Kevin Rudd - wow, was he stoked. A statesman's speech but hell, I suppose you only get to make your primary acceptance speech once in a lifetime. A few great phrases that obviously they knew were great phrases, as they were used several times in the speech.

I hope to goodness that all that was said was true, and that this will be a changing government where change is needed (environment, education, health, IR, social policy), a government for all the people (including the bastards deluded who failed to see the winds of change) with a strong economy.

Thats all I ever wanted, really.


Michelle said...

I voted below the line.

Yes, I am sad. But I did get to stand in front of an air conditioner after walking for 10 minutes (mostly uphill) to the polling place. It was my reward.

Anonymous said...

For not liking politics, you "talk" it very well. Must be that family influence. I'm not very political, and love your description of a politician (humans who have had their blood sucked out and replaced with politics). An old woman I once knew said that politicians were people who were to "sorry" to be anything else. I don't know how an Aussie translates the word "sorry," but it didn't mean apologetic lol!
I'm glad your voting is done, and now you can just watch and see what happens.

Brissiemum2 said...

Rofl! Daughters the same age and now we vote the same!!! Baahaaa! You aren't a lost cousin, are you??!! I had no idea who I was voting for until the last minute but there was traffic chaos outside our voting booth and a line of about 100 people in front of me waiting to get marked off the role when I arrived, so I had a lot of time to think about it!

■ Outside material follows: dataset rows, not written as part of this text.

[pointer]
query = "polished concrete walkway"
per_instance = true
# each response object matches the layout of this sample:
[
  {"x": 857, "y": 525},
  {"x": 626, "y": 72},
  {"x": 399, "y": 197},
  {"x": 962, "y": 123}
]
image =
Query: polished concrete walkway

And pmsl @ Salina's voting advice! My son thought that Kevin '07 was the man purely because he went on Rove Live and that automatically made him 'cool'! Ahhh, if only it was that simple!!!

And I don't know how many trees were knocked down in the name of democracy during this election but if my letterbox was full of one more pamphlet hailing the wonders of whichever candidate it was advertising, I swear that the whole letterbox would have collapsed! Far out! What a waste of paper!

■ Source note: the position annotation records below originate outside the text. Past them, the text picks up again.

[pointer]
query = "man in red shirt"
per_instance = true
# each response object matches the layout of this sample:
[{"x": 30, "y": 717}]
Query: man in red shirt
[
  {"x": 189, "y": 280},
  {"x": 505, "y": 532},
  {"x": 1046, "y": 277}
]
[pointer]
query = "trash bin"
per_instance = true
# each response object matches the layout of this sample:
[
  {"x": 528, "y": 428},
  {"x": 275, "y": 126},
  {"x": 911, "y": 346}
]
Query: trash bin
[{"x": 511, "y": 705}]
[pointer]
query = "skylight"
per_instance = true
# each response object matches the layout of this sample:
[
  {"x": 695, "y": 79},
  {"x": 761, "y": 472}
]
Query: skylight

And I can thankfully say that our local candidate was ousted (although didn't quite make it to that shredder as it was too close to call!). I can honestly not tell you one thing that he has ever done for our electorate! How sad is that!

Oh and Channel 2 were ok but we switched halfway during the night cause they were actually behind time-wise. Channel 9 seemed to have the most up-to-date information as it was constantly changing!

And pmsl @ Magic Bellybutton! You need a jellybean for voting below the line. I took one look at it and decided that it would take far too long!

Oh and what ever happened to the days when politicians did door knocks?

Jen at Semantically driven said...

I voted below the line. It was only 46 in South Australia so not TOO hard. I have found myself standing there trying to figure out which number I'm up to and trying to figure out who should be the last one.

jeanie said...

Congratulations to MagicBellybutton and Jen, you the below the line voters - I did actually look at all the party names before I closed my eyes and chose - does that make me more politically aware?

LOL - I did make sure I would definitely miss a few of those parties. If I had voted below the line, I think I would have started with 65 and gone backwards.

Too funny, BrissieMum2. Unfortunately I ran the gauntlet of the Lib and ALP HTV hander-outerers and whoops - straight to the front of the line. Even got to choose who would hand me my card!

Shelley - I chose not to believe there is much soul left by the time the pollies have made it through local branches and risen to the lofty heights of candidate, but I do understand the processes. It makes it sadder in a way.